There are studies in the literature that compare the efficacy of air
polishing devices vs ultrasonic instrumentation and air polishing
devices vs hand instrumentation. The reports revealed that air polishing
and hand or ultrasonic scaling are clinically efficient for interrupting
and removing plaque. In addition, air polishing abrasives are also
investigated for their potential harm to the hard and soft tissues in
different ex vivo or in vitro settings. The surface modifications of the
treated teeth and soft tissues by different air-polishing abrasives such
as sodium bicarbonate, glycine, erythritol, calcium carbonate, and
bioglass are evaluated not only for the specifications of the powders
but also for air-polishing devices.

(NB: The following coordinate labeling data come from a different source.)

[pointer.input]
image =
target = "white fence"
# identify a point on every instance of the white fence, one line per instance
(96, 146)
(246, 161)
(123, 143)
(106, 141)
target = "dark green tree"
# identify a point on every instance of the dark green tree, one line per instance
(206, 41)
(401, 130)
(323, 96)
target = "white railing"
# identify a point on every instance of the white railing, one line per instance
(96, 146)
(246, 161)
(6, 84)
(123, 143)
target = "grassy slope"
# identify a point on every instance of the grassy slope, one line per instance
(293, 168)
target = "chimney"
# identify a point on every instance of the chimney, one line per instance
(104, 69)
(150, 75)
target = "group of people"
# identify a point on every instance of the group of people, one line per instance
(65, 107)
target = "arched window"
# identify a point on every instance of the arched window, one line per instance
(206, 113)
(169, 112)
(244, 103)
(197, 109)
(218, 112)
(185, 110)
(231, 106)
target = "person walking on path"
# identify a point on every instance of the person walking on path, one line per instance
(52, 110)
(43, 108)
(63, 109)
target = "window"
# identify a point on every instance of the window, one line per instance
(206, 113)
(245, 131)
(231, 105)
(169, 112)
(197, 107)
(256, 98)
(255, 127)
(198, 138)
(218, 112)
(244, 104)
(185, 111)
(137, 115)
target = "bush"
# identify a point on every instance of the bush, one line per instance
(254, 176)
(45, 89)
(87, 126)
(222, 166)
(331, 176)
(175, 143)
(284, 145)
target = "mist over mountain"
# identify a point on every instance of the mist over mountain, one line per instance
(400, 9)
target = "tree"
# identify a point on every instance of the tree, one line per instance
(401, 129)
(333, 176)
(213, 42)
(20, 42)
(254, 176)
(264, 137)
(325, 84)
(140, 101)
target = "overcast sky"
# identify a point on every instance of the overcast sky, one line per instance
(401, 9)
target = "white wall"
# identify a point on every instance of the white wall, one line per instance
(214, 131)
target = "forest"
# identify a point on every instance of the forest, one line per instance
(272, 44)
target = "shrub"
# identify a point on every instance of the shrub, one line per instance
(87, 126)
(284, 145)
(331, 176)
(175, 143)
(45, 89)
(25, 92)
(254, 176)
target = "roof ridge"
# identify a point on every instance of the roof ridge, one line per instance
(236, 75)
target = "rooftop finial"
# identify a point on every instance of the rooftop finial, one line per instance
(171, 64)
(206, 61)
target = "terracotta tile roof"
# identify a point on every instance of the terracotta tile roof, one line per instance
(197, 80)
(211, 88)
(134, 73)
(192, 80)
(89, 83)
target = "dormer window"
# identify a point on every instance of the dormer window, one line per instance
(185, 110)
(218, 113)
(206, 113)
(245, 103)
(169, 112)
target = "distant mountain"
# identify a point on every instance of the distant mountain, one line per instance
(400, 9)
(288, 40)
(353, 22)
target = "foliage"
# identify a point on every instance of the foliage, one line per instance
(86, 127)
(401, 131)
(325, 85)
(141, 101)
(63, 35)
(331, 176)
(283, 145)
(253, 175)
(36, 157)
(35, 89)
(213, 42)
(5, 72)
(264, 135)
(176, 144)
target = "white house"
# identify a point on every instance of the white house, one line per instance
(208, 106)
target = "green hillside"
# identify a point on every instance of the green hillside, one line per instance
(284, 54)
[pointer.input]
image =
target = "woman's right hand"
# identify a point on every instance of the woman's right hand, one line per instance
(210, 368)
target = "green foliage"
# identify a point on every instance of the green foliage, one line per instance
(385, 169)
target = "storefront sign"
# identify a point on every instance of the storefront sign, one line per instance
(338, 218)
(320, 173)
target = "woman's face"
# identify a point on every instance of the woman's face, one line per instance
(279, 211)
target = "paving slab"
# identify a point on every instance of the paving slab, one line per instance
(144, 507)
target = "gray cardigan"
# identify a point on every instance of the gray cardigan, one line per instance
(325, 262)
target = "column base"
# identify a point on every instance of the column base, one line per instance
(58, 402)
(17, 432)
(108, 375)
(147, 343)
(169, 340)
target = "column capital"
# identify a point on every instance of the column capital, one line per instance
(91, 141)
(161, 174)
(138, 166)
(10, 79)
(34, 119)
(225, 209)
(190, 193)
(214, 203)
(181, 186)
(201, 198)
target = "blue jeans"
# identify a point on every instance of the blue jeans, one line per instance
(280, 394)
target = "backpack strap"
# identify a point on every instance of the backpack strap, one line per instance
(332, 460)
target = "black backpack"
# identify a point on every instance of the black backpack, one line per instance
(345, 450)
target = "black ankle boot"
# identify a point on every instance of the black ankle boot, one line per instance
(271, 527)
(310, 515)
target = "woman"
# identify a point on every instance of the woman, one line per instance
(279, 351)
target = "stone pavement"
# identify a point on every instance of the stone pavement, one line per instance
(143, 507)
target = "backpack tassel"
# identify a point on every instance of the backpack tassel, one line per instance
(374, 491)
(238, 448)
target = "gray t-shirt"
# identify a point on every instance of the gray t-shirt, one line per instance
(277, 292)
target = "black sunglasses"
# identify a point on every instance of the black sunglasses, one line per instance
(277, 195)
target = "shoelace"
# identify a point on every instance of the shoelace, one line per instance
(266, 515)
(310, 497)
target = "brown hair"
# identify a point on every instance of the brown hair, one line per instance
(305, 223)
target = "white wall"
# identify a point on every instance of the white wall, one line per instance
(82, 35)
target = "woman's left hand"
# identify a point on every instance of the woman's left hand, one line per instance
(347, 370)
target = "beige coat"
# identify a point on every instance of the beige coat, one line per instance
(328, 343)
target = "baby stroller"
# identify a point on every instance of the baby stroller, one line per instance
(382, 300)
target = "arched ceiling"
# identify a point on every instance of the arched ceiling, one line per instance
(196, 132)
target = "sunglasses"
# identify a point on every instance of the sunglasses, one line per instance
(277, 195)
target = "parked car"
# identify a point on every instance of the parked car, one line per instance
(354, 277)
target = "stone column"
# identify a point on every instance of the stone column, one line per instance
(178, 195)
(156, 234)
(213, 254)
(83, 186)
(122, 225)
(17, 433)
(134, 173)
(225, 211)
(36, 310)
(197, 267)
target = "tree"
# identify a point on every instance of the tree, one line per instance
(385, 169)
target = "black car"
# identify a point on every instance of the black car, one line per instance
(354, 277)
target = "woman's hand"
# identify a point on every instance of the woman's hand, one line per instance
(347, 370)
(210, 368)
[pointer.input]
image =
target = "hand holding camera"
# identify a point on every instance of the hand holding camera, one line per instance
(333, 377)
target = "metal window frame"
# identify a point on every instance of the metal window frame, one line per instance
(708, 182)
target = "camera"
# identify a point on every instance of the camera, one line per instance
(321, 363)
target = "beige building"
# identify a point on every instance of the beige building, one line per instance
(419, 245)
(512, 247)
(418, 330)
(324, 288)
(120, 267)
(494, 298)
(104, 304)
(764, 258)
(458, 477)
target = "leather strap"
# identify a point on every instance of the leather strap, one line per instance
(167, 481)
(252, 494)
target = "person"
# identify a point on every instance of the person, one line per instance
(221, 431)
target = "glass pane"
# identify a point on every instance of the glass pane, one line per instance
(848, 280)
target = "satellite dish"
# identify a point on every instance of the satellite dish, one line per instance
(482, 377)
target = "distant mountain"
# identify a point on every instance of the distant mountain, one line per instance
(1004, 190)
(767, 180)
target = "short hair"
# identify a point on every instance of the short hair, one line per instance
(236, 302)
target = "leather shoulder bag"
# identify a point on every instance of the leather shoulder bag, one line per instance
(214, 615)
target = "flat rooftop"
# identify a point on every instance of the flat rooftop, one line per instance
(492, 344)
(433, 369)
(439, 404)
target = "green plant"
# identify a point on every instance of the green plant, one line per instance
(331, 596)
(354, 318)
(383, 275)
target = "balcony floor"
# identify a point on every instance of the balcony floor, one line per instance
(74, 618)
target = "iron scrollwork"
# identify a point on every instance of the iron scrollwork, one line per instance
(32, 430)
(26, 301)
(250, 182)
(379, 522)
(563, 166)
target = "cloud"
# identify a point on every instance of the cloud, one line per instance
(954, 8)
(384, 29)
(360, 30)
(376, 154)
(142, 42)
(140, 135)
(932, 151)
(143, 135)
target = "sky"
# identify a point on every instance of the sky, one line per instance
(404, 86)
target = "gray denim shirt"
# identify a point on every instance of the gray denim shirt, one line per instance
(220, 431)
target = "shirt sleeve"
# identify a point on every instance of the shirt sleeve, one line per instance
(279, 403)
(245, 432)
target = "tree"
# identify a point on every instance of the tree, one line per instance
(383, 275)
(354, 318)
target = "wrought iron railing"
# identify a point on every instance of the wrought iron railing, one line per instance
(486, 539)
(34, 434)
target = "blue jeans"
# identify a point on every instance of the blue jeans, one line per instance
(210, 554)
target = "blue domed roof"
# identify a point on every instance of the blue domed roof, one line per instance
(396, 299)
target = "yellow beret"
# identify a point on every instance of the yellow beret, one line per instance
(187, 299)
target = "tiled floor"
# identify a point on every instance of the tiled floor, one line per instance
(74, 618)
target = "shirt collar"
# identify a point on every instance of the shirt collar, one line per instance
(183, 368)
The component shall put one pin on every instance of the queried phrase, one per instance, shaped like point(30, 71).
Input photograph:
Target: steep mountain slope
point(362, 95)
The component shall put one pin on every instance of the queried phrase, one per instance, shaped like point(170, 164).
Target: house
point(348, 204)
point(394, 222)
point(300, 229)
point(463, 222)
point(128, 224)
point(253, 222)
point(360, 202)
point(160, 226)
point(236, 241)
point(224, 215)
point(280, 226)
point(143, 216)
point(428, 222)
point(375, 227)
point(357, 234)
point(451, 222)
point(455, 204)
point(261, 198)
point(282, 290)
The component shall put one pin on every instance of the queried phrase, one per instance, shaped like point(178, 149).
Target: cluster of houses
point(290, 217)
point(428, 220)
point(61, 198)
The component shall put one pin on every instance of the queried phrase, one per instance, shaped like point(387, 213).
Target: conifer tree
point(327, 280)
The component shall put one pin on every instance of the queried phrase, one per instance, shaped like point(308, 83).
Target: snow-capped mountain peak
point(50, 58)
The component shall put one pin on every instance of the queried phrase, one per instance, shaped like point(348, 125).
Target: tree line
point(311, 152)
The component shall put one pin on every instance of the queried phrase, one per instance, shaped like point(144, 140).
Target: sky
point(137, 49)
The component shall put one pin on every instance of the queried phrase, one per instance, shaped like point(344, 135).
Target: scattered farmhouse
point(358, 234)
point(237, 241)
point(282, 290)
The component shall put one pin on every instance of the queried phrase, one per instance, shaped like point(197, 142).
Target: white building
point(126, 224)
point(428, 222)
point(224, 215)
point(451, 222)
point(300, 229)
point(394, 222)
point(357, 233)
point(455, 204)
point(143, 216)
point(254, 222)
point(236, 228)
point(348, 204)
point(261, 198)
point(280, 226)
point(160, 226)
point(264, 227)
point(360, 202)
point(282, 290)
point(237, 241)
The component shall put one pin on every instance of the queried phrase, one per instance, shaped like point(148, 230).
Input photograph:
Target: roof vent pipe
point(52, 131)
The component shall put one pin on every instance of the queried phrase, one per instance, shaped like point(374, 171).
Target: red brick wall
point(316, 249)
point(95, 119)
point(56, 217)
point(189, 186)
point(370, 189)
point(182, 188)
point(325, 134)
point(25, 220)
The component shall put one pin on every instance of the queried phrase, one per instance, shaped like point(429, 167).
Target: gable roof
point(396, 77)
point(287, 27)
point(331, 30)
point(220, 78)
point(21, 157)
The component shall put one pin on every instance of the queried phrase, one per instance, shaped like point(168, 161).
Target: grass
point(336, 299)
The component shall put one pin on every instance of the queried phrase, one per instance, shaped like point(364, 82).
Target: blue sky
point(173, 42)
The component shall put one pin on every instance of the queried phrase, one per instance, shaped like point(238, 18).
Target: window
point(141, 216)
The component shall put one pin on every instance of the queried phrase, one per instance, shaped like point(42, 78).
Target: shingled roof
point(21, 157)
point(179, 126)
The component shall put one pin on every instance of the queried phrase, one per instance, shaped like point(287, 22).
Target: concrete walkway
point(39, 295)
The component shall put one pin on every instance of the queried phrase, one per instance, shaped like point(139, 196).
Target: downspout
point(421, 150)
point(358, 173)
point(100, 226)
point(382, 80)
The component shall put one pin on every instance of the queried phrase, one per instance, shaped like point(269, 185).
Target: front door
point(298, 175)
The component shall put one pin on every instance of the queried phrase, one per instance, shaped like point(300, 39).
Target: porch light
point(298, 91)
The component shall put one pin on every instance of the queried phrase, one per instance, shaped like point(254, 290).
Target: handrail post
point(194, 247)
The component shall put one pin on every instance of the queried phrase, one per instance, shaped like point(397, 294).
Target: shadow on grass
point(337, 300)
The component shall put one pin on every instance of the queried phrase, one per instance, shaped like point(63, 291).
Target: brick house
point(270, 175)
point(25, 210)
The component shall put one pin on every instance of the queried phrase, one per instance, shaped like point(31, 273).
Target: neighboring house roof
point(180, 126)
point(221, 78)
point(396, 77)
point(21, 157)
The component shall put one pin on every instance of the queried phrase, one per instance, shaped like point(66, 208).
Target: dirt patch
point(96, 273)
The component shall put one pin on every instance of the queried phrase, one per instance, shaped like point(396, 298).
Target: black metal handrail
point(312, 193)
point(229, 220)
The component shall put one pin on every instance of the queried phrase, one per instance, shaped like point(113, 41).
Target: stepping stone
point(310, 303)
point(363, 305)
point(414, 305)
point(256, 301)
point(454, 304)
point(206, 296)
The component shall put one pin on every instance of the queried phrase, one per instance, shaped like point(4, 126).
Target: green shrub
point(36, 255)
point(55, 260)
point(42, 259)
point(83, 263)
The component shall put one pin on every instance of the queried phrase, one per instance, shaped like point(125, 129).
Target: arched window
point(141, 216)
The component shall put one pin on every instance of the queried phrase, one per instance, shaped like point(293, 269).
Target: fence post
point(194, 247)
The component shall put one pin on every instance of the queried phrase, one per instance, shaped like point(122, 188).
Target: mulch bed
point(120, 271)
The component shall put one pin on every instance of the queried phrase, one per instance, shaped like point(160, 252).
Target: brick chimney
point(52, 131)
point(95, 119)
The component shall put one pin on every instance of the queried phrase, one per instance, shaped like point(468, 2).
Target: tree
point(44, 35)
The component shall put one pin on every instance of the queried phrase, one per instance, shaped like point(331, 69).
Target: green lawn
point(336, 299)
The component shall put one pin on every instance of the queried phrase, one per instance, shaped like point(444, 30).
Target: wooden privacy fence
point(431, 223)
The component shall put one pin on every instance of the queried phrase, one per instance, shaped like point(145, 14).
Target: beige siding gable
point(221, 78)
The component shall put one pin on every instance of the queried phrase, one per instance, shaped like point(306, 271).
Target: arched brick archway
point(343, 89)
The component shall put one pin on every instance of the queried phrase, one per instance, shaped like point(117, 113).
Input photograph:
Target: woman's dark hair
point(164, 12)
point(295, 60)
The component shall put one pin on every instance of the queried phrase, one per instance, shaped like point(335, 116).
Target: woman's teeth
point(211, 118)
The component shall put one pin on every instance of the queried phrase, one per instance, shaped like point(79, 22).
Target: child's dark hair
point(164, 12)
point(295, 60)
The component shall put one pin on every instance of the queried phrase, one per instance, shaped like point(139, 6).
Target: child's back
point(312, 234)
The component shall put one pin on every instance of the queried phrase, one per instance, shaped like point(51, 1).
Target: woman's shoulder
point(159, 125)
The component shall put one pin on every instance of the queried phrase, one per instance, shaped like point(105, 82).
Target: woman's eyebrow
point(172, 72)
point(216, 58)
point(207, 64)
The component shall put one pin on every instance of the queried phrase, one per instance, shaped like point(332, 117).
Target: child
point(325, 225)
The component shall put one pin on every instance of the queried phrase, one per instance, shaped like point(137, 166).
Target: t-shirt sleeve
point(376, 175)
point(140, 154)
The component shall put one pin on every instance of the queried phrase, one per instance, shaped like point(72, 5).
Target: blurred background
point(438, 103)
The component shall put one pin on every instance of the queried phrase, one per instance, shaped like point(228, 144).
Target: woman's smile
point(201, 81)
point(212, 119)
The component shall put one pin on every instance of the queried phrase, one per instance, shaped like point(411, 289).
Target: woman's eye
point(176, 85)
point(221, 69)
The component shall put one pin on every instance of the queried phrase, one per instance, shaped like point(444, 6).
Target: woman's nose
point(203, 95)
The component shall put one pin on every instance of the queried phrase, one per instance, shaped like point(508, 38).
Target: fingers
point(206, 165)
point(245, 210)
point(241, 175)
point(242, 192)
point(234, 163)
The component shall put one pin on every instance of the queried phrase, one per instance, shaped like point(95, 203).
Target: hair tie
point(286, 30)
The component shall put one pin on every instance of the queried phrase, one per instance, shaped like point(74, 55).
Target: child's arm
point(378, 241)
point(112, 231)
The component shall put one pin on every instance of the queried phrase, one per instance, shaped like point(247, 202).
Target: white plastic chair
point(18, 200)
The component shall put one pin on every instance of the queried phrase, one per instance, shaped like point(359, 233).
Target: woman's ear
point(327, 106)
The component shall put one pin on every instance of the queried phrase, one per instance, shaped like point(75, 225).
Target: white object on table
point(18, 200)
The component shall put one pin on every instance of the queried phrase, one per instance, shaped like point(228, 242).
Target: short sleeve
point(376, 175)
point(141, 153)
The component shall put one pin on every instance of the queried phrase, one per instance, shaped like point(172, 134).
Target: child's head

In the literature, air polishing
powders were evaluated with their grain size and shape; air polishing
devices for angulation and distance of application, exposure time, and
surface modification of hard tissues were evaluated with defect depth,
defect volume, defect size, surface roughness, cleanliness and root
substance removal the methods such as biopsy, the triplicate wax pattern
of defect, average weight, electron microanalyzer, micro-CT,
3-D-measuring microscopy, SEM, confocal laser scanning microscope, light
microscopy, superimposition, impressions, replicas, epoxy resin casts,
and optical profilometer etc.
Since air-polishing devices are an inevitable part of the clinical
periodontal practice for the treatment of periodontal diseases and
maintenance, the present study was conducted to analyze the effects of
different air-polishing powders on the enamel and exposed root surface.
Our hypothesis was that with erythritol air polishing, defect volumes,
defect depth, and demineralization depth on enamel and exposed root
surface would be smaller than those created with sodium bicarbonate and
glycine powder. The second hypothesis was that defect depth, defect
volume, and demineralization depth value at the maximum power setting
would be higher than at medium power setting values in all groups.
Therefore, the aim of this in vitro study to test these hypotheses is to
evaluate the effect of an air-polishing device using three different
air-polishing powders on enamel and exposed cementum surfaces in the
oral cavity at two different power settings.